Tensions have risen in Lebanon as Syrian rebels have shelled Hezbollah-controlled areas. On Sunday, they hit the Lebanese town of Hermel with Grad missiles, activists said.
Ali, a Shiite from southern Lebanon, said Sunday that one of his relatives was fighting with Hezbollah in Qusayr and reported in a text message: "Things are fine. They are perfect."
He said he supported Hezbollah's intervention in Syria because it would deter the rise of Sunni extremist groups like Al Nusra Front among the rebels.
"If we don't defend our villages," he said, referring to Shiite villages in Syria, "Al Nusra will be outside our homes the next day."
Lebanese news media and residents of the Bekaa Valley bordering Syria have reported a recent increase in the funerals of Hezbollah fighters who have been fighting near Qusayr. One resident described Lebanese Shiites in the area as being concerned about relatives recently deployed to Syria by Hezbollah.
"They are soldiers — they have to go," the resident said.
Though many Lebanese Shiites support Mr.

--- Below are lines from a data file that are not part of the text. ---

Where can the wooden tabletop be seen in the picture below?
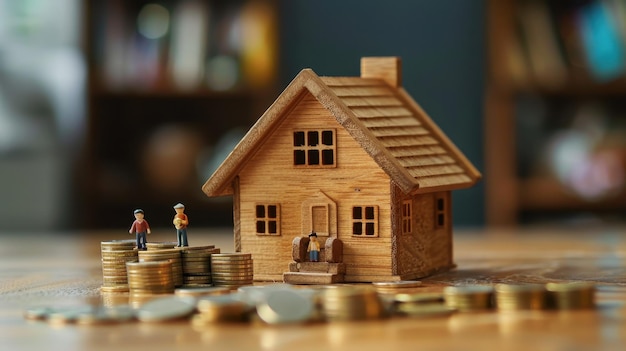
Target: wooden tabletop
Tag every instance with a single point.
(59, 270)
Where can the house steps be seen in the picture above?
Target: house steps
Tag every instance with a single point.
(312, 278)
(315, 273)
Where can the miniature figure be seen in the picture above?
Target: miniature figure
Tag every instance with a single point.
(180, 223)
(140, 227)
(314, 248)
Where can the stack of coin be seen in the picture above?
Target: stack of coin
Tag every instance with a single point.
(520, 296)
(171, 255)
(197, 264)
(342, 303)
(232, 269)
(221, 308)
(115, 254)
(468, 298)
(150, 277)
(570, 296)
(161, 245)
(395, 287)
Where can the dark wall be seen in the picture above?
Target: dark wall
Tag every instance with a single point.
(442, 46)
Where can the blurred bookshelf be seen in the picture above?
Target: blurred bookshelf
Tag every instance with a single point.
(171, 86)
(555, 122)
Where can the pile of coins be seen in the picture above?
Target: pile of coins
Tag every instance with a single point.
(232, 269)
(197, 264)
(507, 297)
(221, 308)
(171, 255)
(520, 297)
(149, 278)
(115, 255)
(341, 303)
(286, 304)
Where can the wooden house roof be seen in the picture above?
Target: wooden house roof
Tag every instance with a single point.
(388, 124)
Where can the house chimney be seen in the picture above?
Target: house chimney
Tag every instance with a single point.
(388, 69)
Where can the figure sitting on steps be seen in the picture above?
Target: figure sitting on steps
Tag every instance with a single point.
(314, 248)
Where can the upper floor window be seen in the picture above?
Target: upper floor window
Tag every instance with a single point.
(314, 148)
(440, 212)
(407, 215)
(365, 221)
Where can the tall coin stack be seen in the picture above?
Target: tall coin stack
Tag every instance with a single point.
(197, 264)
(343, 303)
(115, 254)
(520, 296)
(571, 296)
(232, 270)
(171, 255)
(469, 298)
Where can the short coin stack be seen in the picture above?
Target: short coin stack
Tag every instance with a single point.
(171, 255)
(115, 254)
(197, 264)
(160, 245)
(571, 296)
(149, 278)
(232, 269)
(469, 298)
(520, 296)
(342, 303)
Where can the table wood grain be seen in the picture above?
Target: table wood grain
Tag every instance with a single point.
(64, 269)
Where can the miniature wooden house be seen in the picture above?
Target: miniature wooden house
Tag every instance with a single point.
(350, 158)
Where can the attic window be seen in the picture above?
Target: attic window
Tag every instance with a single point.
(440, 212)
(267, 219)
(314, 148)
(407, 216)
(365, 221)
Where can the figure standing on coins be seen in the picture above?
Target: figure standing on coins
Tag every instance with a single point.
(180, 223)
(140, 228)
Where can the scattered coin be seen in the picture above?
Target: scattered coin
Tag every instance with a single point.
(167, 308)
(520, 296)
(285, 306)
(468, 298)
(572, 295)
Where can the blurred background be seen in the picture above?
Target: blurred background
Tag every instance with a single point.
(110, 105)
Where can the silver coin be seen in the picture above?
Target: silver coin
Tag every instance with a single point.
(285, 306)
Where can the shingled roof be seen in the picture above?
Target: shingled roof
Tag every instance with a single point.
(380, 115)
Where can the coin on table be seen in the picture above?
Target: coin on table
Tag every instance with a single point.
(469, 298)
(424, 310)
(204, 291)
(398, 284)
(167, 308)
(285, 306)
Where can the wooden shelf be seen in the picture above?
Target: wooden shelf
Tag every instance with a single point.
(547, 194)
(510, 76)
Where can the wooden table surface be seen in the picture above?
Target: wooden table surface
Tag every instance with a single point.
(60, 270)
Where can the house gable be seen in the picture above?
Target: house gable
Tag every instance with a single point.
(384, 121)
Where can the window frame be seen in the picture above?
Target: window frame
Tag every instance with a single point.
(407, 216)
(266, 219)
(319, 149)
(364, 221)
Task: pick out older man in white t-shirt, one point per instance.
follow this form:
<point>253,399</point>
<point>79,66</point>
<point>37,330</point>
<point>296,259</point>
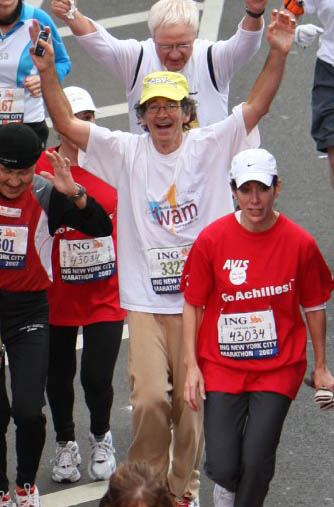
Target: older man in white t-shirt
<point>170,185</point>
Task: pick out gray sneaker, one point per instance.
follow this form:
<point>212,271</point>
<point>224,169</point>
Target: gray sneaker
<point>222,497</point>
<point>102,461</point>
<point>66,462</point>
<point>5,500</point>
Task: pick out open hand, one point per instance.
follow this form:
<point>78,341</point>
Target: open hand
<point>281,31</point>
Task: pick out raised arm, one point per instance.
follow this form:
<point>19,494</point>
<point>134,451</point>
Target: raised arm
<point>58,106</point>
<point>280,35</point>
<point>78,23</point>
<point>316,321</point>
<point>253,20</point>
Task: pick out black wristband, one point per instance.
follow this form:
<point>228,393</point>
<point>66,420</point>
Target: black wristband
<point>254,14</point>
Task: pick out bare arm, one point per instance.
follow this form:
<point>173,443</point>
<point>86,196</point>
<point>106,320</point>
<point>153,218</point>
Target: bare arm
<point>316,322</point>
<point>58,106</point>
<point>62,178</point>
<point>250,23</point>
<point>280,35</point>
<point>194,382</point>
<point>79,25</point>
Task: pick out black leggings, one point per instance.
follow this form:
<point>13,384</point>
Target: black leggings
<point>101,343</point>
<point>24,331</point>
<point>242,432</point>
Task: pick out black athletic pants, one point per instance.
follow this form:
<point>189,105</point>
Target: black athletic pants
<point>101,343</point>
<point>242,432</point>
<point>24,331</point>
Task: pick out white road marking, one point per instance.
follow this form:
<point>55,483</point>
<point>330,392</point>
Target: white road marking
<point>105,112</point>
<point>124,20</point>
<point>36,3</point>
<point>74,496</point>
<point>212,13</point>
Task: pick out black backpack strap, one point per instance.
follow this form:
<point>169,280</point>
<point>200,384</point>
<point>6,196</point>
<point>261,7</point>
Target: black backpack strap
<point>138,66</point>
<point>210,65</point>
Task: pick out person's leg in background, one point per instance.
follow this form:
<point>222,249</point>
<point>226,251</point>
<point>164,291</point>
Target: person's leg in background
<point>25,333</point>
<point>101,344</point>
<point>4,421</point>
<point>60,391</point>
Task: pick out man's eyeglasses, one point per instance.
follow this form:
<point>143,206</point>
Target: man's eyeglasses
<point>169,47</point>
<point>155,108</point>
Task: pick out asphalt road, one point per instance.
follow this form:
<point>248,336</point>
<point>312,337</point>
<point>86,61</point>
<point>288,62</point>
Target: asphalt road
<point>305,459</point>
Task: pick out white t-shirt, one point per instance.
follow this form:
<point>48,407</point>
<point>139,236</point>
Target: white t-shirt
<point>164,201</point>
<point>120,57</point>
<point>324,9</point>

Assad against an uprising in which Sunni extremists are playing an increasing role, there is quiet consternation that the Syrian conflict is growing more bloody and that Hezbollah guerrillas are being sent to battle fellow Arab Muslims in a country where they have many ties, rather than fighting their primary foe, Israel.
Perhaps seeking to address such concerns, Hezbollah, which depends on Mr. Assad for its shipments of weapons from Iran, recently acknowledged its military role in Syria more openly. The group's leader, Hassan Nasrallah, has said the group would not allow Qusayr, or the Syrian government, to fall to a rebellion that it views as being used by Israel and the West to their advantage.
For weeks, Hezbollah — which is both Lebanon's most powerful political party and a militant group listed by the United States government as a terrorist organization — has fought alongside the Syrian military and pro-government militias in villages near Qusayr.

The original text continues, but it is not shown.